Students at Pinkerton Academy Say ‘Outdated' Dress Code Objectifies Women

Controversy began when student Aliya Dow posted a picture on Facebook in her favorite dress after she was told she was in violation of the 'knee-length rule'

Controversy is brewing in one New Hampshire high school over what some students are calling a sexist and outdated dress code. Now a group of students are working to change it.

A group of students are making it clear they’re not fighting for the right to wear short shorts. They say it is a social issue far more important than that.

“I think it's sexism starting at a young age,” said Pinkerton Academy Junior Madelaine Rodriguez.

She and her friends are accusing school leaders of enforcing a dress code that objectifies women.

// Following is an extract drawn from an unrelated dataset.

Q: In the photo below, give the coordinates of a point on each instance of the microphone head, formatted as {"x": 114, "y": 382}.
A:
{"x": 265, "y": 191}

“You shouldn’t humiliate a girl for wearing shorts, instead teach guys not to treat us as sexual objects,” Rodriguez said.

Much of the controversy started when Aliya Dow took to Facebook to post a picture of her wearing one of her favorite dresses.

“It was a very nice dress, I think,” Dow said in an interview Monday.

The Pinkerton junior says because she was in violation of the knee-length rule, she was forced to put on leggings to avoid being sent to the office and missing class.

“It’s a five minute walk, five minutes in there, it would’ve been 15 minutes of my class time,” Dow said.

Her post got more than 150 comments, most of which echoed her concerns about what some are calling an unreasonably strict dress code filled with double standards.

“They’re very strict toward enforcing it to girls, but guys are showing up in muscle tops so lose you can see their nipple,” said Emma Groenewal, a Pinkerton sophomore.

These students say what’s worse, is the message behind the rules.

“A teacher came up to me and put a ruler to my shoulder and said, ‘That’s inappropriate, I’ll send you to the office,’ I said, ‘Well, why?’ and he said, ‘Because I don’t want other boys looking at your chest and shoulders,’” Rodriguez recalled.

Pinkerton’s headmaster says the dress code is the result of a community-wide discussion five years ago. These students say it’s time for a change.

“We’re not fighting for booty shorts, we’re fighting for compromise,” Dow said.

“We just want respect,” Groenewal said.

School leaders were not available to talk on Monday, but said the Dean of Students will be leading a task force this summer to address the dress code concerns.